United States District Court, W.D. North Carolina, Charlotte Division
February 21, 2014
UNITED STATES OF AMERICA,
ANTONIO MOSLEY, Defendant.
MAX O. COGBURN, Jr., District Judge.
THIS MATTER is before the court on defendant's pro se, post-trial, post-sentencing, and post-appeal Motion for All Discovery (#83), Motion for Order to Disclose Grand Jury Transcripts (#84), and Motion to Subpoena Mecklenburg County Jail Recorded Telephone Conversation (#85).
The Mandate of the Fourth Circuit, affirming this court's Judgment, is presently stayed due to the "filing of a petition for rehearing or rehearing en banc or the timely filing of a motion to stay the mandate" Thus, this matter remains on direct appeal; however, in accordance with Rule 37(a)(2), Federal Rules of Criminal Procedure, the court may address the instant motions filed with this court as they in no way impact the ongoing appeal.
Review of the motions reveal that defendant has filed what would-be routine discovery motions, typically filed in the discovery phase of a criminal case. In this case, a Standard Discovery Order (#10) was entered October 28, 2011, and defendant had until the end of December 2011 to file any and all discovery motions and up to 12 days before the trial term to file requests for issuance of subpoenas. The time for discovery has long passed and defendant's motions are frivolous and will be summarily denied.
The court remains cognizant of defendant's voluminous pro se pretrial filings. Indeed, the court recalls at the first sentencing hearing defendant stating that "I want my motion in discovery, " and the court recessed that hearing to allow defendant time to review his file, the discovery that was provided via the open file policy, and reconsider his plea. At that time, plaintiff's theory was that he could not be charged because the initial criminal complaint and warrant for his arrest lacked probable cause and that he had decided to plead guilty because the government threatened to supersede the indictment and charge him with more severe offenses if he did not plead. At sentencing, defendant continued to express concern over why others had not been charged in the same incident. After having time to review his discovery with his attorney, defendant asked the court to accept his plea and enter a sentence.
A second sentencing hearing was held, and the court varied downward and gave defendant a sentence at the bottom of his new guideline range.
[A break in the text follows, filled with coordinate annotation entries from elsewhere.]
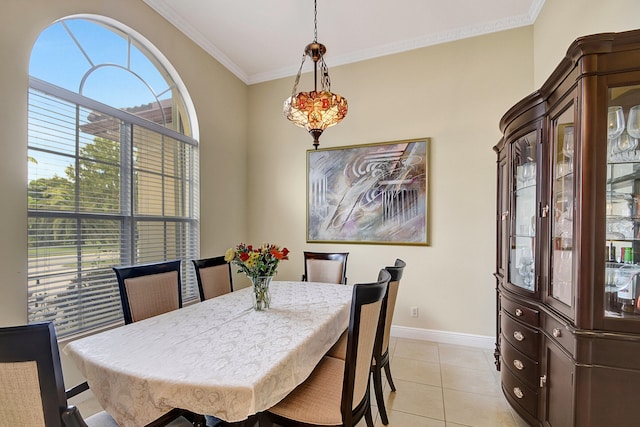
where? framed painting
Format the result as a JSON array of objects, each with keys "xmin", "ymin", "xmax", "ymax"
[{"xmin": 307, "ymin": 138, "xmax": 429, "ymax": 246}]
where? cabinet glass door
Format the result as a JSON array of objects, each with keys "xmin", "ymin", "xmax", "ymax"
[
  {"xmin": 548, "ymin": 104, "xmax": 579, "ymax": 311},
  {"xmin": 509, "ymin": 131, "xmax": 538, "ymax": 292},
  {"xmin": 603, "ymin": 85, "xmax": 640, "ymax": 320}
]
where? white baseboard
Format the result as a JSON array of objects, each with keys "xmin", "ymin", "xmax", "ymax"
[{"xmin": 391, "ymin": 325, "xmax": 496, "ymax": 350}]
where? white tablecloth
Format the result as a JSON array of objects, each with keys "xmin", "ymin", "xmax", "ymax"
[{"xmin": 64, "ymin": 282, "xmax": 353, "ymax": 427}]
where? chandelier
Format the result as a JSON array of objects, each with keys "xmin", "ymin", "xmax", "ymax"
[{"xmin": 284, "ymin": 0, "xmax": 348, "ymax": 150}]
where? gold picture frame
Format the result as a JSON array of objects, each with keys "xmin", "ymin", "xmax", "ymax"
[{"xmin": 307, "ymin": 138, "xmax": 430, "ymax": 246}]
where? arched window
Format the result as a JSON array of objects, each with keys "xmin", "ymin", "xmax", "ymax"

The court was compelled to vary inasmuch as the government believed that defendant did not deserve the third-point for acceptance of responsibility based in large part on his pro se filings.
Plaintiff is advised that while his pleadings do not frustrate the court, repetitive filings of frivolous requests is a disservice to himself and wastes his own valuable resources on postage. The court understands that defendant's concerns center on his belief that his arrest was not based on probable cause and that statements he made to law enforcement may have been obtained in violation of Miranda. After exhausting his direct appeals, defendant is advised that the proper manner to raise such claims at this point is in a Motion for Relief under Section 2255 claiming ineffective assistance of counsel for counsel's alleged failure to file appropriate motions to pursue such defense theories. If defendant decides to file a Section 2255 motion, he should contact the Clerk of Court for forms for filing such a motion. He is advised that such motions are collateral motions and are typically filed after exhausting a direct appeal. In any event, a Section 2255 motion must be filed within one year of when the Judgment in this matter becomes final or such motion becomes time barred.
IT IS, THEREFORE, ORDERED that defendant's pro se, post-trial, post-sentencing, and post-appeal Motion for All Discovery (#83), Motion for Order to Disclose Grand Jury Transcripts (#84), and Motion to Subpoena Mecklenburg County Jail Recorded Telephone Conversation (#85) are DENIED as frivolous in accordance with Rule 37(a)(2).